Успехи современной клинической онкологии неоспоримы. Все более сложные операции, новые препараты, эффективные методы обезболивания и устранения мучительных симптомов. Мы в нашем блоге достаточно рассказывали о том, как сегодня можно продлить и облегчить жизнь пациентам даже на последних стадиях болезни.
Но, тем не менее, тысячи онкологических больных во всем мире ежедневно узнают, что опухоль, которая вчера поддавалась определенному лечению – сегодня снова растет или дает метастазы. Врачи регулярно оказываются в тупике: все положенные лекарства и методы лечения перепробованы, и эффективных для данного пациента – не осталось.
Однако даже из этого тупика можно найти выход. С развитием генетики и молекулярной биологии в руках онкологов оказался новый способ изучить опухоль, чтобы найти в ней уязвимые места.
Для этого используют молекулярно-генетическое тестирование – определение особенностей ДНК раковых клеток.

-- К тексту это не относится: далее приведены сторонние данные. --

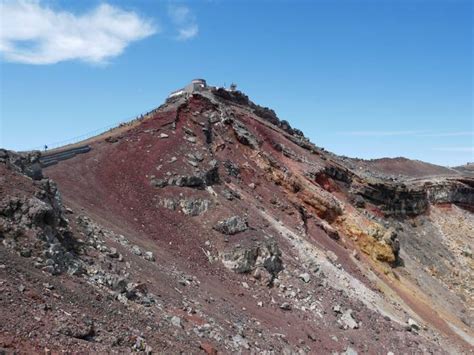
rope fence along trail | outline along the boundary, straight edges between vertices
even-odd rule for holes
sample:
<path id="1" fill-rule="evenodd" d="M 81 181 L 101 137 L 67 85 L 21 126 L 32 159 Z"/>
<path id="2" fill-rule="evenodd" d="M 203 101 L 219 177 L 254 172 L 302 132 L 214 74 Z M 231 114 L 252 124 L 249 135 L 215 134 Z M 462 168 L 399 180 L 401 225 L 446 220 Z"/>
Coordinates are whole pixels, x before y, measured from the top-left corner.
<path id="1" fill-rule="evenodd" d="M 147 118 L 149 115 L 153 114 L 156 110 L 157 110 L 157 108 L 154 108 L 154 109 L 151 109 L 151 110 L 146 111 L 144 113 L 141 113 L 139 115 L 131 116 L 129 118 L 120 120 L 118 122 L 112 123 L 112 124 L 107 125 L 105 127 L 97 128 L 93 131 L 89 131 L 89 132 L 81 134 L 79 136 L 68 138 L 68 139 L 65 139 L 65 140 L 62 140 L 62 141 L 56 141 L 56 142 L 53 142 L 53 143 L 47 143 L 47 144 L 44 144 L 44 145 L 41 145 L 41 146 L 32 147 L 32 148 L 28 149 L 27 151 L 31 151 L 31 150 L 50 150 L 50 149 L 59 148 L 59 147 L 65 146 L 65 145 L 74 144 L 74 143 L 83 141 L 85 139 L 95 137 L 99 134 L 105 133 L 105 132 L 107 132 L 107 131 L 109 131 L 113 128 L 117 128 L 121 125 L 132 124 L 136 121 Z"/>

Метод сложный технически, дорогой, требует специфических знаний от врача.
Исследование занимает 3 недели, стоит от 250 до 670 т.р. В результате врач получает отчет в 30 страниц сложной информации, которой он еще должен уметь воспользоваться. Но пациентам, которые уже было перестали надеяться, это дает дополнительное время жизни.
Мы в «Медицине 24/7» регулярно прибегаем к молекулярно-генетическому исследованию, чтобы лечить человека тогда, когда «все перепробовали – больше ничего не сделать». И пациенты, которым, казалось, ничем больше не помочь – продолжают жить. Одни – два месяца вместо двух недель, а другие – годы вместо пары месяцев.
Сегодня мы хотим рассказать о том, как делается молекулярно-генетическое тестирование, в каких случаях оно может помочь пациенту и какие знания дает врачу.
Мы все – мутанты, это норма. Но некоторые мутации приводят к раку
«Порядочные» клетки живут, не мешая другим. Используют строго отведенное количество ресурсов, достойно выполняют свои биологические функции, а в положенное время – умирают, уступая место следующим поколениям (этот процесс называется апоптозом). Каждые 7-10 лет тело человека полностью обновляется.
Для этого все соматические клетки (те, из которых состоит организм), кроме эритроцитов, беспрестанно делятся.
Перед делением клетка запасается «копией» наследственной генетической информации, которая находится в ее ядре. Нити ДНК, «свернутые» в хромосомы внутри ядра – реплицируются, т.е. удваиваются. И уже после этого клетка делится, спокойно раздавая каждой из дочерних клеток по идентичному набору хромосом. Из одной клетки получается две абсолютно таких же, и вместе со своим генетическим багажом каждая из них получает «знания» о том, как ей надо жить, какую функцию выполнять и сколько раз в жизни делиться.
Деление соматических клеток происходит во всех органах и тканях
Иногда в процессе деления получаются сбои – мутации. То нить ДНК порвется, то скопируется с ошибкой, то участки хромосом перемешаются. Влиять на это может сотня факторов: от стресса и табачного дыма до воздействия радиации.
Мутации можно разделить на 4 вида.
1. Замена пары оснований (Single-nucleotide polymorphism, SNP): один нуклеотид – «буква» генетического кода – меняется на другой. Нарушается и структура белка, закодированного этой последовательностью нуклеотидов.
2. Хромосомные аберрации.
Делеция – утрата участка хромосомы. Происходят из-за обрыва концевого участка или разрыва ДНК сразу в двух местах. Всё – этот ген в хромосоме больше не экспрессируется.
Оторванные «кусочки» ДНК могут встроиться в соседнюю хромосому – получится инсерция (или инверсия, если вставка произойдет в обратной последовательности). Иногда между хромосомами происходит «взаимный обмен» участками ДНК – транслокация. Итог один: экспрессируются «лишние» гены.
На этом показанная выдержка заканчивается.